The Israeli-American dual citizen was the first U.S. hostage to be released under the cease-fire. Abigail marked her fourth birthday in captivity.
Both of her parents were killed in the Hamas attack that started the war on Oct. 7. During the rampage, she ran to a neighbor's home for shelter, and the Brodutch family took her in before militants took the family to Gaza.
Hagar Brodutch and her three children were also released on Sunday.

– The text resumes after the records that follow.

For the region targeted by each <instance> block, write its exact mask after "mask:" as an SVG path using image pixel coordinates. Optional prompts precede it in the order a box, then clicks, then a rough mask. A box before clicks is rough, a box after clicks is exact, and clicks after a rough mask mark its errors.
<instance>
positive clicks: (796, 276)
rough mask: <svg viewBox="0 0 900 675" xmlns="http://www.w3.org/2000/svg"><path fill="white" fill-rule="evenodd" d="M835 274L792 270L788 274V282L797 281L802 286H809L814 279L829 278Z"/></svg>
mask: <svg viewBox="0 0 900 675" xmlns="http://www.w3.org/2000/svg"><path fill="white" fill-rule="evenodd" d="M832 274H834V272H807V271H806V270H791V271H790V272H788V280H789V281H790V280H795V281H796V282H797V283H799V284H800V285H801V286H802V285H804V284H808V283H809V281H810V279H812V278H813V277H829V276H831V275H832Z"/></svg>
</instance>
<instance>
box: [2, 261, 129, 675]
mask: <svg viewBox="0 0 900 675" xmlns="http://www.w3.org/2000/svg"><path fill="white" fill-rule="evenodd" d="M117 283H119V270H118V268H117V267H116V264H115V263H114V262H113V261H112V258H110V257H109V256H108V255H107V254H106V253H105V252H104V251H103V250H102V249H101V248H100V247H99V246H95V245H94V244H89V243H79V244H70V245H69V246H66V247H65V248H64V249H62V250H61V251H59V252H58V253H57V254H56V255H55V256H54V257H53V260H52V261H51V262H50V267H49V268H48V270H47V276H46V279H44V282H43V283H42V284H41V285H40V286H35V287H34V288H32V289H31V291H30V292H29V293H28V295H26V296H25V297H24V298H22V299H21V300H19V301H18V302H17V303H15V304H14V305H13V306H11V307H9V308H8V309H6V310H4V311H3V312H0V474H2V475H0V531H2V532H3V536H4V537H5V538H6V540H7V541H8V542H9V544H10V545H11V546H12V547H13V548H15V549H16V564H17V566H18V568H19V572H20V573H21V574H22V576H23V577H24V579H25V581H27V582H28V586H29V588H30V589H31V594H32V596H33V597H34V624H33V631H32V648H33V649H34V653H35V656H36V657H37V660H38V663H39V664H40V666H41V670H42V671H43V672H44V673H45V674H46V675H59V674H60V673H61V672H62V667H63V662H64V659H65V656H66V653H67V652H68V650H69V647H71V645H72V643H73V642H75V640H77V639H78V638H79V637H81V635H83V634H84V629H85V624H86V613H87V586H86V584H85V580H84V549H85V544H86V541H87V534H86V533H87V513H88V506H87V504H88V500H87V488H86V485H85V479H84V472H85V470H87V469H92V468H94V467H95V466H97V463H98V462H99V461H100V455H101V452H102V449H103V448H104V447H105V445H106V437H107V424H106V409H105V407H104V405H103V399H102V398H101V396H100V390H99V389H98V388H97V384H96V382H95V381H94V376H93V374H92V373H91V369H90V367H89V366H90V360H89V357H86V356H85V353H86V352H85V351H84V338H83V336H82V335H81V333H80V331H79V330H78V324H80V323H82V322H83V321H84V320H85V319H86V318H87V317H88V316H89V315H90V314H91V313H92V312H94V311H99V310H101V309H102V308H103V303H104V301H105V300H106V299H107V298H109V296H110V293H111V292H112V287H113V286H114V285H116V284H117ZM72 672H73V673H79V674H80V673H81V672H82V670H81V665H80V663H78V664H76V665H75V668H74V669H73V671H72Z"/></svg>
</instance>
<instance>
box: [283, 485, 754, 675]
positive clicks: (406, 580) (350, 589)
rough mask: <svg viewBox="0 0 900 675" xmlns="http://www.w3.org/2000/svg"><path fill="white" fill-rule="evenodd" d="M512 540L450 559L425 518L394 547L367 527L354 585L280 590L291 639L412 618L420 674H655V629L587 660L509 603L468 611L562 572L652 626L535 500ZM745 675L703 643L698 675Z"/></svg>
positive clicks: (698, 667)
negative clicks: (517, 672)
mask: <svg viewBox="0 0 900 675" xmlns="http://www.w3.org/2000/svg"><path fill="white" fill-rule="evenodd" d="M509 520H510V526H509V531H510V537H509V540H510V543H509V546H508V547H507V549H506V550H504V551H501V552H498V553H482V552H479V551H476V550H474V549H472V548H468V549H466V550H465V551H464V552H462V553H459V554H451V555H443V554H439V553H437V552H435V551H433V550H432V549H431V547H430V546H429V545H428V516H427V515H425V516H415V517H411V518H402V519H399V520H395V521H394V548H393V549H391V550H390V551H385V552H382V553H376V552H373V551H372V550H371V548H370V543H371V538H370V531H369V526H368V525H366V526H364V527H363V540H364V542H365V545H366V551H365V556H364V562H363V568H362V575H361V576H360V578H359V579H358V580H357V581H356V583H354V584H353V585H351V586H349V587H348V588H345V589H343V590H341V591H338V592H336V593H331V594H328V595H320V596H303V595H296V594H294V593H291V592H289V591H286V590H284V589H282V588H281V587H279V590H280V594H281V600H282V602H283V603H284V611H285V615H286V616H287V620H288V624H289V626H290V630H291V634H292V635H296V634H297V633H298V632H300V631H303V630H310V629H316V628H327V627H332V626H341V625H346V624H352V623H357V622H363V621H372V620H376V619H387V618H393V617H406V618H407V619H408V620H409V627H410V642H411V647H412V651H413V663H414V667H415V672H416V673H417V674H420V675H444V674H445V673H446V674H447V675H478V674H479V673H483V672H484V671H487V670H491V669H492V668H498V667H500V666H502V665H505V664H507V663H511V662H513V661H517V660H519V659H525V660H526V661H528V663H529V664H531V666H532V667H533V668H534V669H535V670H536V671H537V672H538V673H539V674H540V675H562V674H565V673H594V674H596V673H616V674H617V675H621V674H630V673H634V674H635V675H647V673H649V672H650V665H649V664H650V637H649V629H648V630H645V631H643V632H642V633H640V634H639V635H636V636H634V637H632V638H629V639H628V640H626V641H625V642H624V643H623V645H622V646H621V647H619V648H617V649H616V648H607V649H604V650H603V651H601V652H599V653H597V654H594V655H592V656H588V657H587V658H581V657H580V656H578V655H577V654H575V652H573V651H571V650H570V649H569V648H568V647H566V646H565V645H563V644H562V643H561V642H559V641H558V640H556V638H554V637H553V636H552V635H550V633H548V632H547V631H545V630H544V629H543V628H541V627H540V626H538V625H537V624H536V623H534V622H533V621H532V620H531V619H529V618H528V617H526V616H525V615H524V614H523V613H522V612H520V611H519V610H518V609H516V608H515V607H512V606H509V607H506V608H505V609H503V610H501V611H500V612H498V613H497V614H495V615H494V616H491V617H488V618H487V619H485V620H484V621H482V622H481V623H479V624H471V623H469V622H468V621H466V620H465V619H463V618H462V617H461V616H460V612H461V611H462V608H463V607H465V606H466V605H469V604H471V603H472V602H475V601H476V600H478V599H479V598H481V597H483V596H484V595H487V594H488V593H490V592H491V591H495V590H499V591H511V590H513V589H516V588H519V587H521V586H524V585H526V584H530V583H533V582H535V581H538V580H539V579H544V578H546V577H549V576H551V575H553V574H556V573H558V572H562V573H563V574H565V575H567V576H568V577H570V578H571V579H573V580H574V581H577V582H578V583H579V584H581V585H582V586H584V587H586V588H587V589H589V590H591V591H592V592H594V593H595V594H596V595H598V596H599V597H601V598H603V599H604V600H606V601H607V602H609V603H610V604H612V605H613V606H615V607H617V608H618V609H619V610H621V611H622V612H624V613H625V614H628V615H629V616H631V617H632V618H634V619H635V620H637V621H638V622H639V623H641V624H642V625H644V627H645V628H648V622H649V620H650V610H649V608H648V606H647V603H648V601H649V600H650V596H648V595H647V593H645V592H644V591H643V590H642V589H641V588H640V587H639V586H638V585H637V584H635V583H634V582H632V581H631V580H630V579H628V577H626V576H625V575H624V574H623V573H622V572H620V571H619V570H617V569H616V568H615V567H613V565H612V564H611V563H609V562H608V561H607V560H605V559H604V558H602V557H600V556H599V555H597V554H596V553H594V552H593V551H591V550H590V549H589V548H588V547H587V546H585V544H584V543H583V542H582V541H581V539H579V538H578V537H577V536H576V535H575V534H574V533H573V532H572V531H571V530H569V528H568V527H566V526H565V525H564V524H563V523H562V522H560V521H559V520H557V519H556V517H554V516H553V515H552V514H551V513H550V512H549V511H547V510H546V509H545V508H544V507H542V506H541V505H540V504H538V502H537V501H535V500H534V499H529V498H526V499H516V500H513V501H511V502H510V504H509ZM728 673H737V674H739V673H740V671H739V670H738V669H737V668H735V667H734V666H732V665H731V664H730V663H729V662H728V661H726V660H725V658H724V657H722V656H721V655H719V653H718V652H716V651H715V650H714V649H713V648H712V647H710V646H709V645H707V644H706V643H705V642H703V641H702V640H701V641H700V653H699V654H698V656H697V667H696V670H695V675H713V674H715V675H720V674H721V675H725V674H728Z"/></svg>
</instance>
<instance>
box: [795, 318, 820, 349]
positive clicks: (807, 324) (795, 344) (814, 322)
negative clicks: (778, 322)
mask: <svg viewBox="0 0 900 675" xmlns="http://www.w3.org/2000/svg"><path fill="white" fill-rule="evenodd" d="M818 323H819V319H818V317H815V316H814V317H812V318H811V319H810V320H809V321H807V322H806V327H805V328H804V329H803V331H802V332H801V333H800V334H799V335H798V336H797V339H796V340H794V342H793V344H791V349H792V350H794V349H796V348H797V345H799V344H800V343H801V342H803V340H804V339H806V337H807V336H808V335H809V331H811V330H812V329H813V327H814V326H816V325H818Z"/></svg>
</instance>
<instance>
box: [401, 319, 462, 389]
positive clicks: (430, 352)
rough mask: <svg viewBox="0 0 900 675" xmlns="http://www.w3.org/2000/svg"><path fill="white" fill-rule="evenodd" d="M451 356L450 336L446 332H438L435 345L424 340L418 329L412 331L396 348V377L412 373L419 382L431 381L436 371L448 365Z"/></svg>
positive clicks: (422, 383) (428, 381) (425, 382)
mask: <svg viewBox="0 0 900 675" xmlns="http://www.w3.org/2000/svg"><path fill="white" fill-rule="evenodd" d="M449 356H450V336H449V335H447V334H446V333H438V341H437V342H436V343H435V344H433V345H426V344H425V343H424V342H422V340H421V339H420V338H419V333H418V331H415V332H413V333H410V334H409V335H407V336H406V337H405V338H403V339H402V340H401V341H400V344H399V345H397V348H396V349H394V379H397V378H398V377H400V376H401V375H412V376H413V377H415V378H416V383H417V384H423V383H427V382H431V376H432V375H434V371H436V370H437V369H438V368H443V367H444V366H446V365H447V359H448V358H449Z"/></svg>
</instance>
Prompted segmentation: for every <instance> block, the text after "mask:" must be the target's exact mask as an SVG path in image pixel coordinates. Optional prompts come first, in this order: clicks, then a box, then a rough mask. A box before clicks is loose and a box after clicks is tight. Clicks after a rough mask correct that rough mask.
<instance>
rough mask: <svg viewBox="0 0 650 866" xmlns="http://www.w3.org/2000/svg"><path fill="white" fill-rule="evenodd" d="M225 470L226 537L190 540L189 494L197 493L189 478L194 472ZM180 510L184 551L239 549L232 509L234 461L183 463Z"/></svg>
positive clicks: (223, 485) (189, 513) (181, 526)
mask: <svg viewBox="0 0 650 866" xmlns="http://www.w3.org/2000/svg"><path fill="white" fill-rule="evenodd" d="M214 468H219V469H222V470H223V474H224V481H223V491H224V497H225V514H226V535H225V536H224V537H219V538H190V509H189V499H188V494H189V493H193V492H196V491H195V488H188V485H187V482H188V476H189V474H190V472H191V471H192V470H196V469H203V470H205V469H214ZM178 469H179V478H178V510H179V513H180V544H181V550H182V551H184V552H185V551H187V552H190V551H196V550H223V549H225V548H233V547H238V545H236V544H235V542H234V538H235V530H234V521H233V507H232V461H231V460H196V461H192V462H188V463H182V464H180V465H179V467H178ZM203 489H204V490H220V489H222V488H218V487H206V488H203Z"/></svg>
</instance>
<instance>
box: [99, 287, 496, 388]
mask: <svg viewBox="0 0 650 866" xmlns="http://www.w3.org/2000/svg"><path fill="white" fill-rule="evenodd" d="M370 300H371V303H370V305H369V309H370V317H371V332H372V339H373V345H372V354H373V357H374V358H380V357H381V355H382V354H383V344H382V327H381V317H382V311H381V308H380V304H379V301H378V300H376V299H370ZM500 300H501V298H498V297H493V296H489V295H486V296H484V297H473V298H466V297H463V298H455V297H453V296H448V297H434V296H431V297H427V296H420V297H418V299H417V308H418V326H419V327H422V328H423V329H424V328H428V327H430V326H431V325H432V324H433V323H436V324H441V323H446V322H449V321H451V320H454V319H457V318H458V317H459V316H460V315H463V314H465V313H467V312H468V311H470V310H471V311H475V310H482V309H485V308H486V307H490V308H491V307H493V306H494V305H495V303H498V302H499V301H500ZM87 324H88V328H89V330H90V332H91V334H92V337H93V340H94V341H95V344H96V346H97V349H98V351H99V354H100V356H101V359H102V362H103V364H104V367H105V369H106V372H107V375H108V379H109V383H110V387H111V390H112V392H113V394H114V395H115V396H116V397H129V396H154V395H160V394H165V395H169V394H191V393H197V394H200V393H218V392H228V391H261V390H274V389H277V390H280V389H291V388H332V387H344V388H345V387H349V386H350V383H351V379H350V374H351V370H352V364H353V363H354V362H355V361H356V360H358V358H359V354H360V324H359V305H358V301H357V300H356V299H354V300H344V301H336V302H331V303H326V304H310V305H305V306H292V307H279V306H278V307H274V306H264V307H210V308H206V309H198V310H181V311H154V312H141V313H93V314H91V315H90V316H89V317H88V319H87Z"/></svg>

President Joe Biden celebrated her release, telling reporters, "I wish I were there to hold her."
MANILA, Philippines — A Filipino-Israeli woman arrived in Israel after being released by Hamas on Tuesday night as part of a group of 12 hostages, the Philippine president announced on social media early Wednesday.
Noralin Babadilla was the second of two Filipinos released from captivity in Gaza during the truce in the Israel-Hamas war. With her release, "all Filipinos affected by the war have been accounted for," President Ferdinand Marcos said.
Babadilla, who lived in Israel and worked as a caregiver, was visiting friends in Kibbutz Nirim with her husband during Hamas' Oct. 7 attack, the Israeli Embassy in Manila said in a statement. Her husband, Gideon Babani, was killed during the attack and Babadilla was taken hostage.
Marcos thanked Israel for facilitating Babadilla's release and thanked Egypt and Qatar, which helped mediate the cease-fire, "for their crucial role in this process over the past several weeks."
WASHINGTON — The Group of Seven foreign ministers of Canada, France, Germany, Italy, Japan, Britain and the United States as well as the high representative of the European Union are calling for the unconditional release of all hostages held by Hamas and the facilitated departure of foreign nationals from Gaza, according to a statement released by the U.S. State Department.
The G7 also said it supports the further extension of the current pause in fighting.
"We remain steadfast in our commitment to work with all partners in the region to prevent the conflict from escalating further," the statement said.
WASHINGTON — White House National Security Adviser Jake Sullivan said Tuesday that the United States has airlifted over 54,000 pounds of Gaza-bound medical items and food aid to a staging area in Egypt.
Two more airlifts are planned in the coming days, Sullivan said. Since Oct. 21, more than 2,000 trucks have delivered aid to Gaza, he said.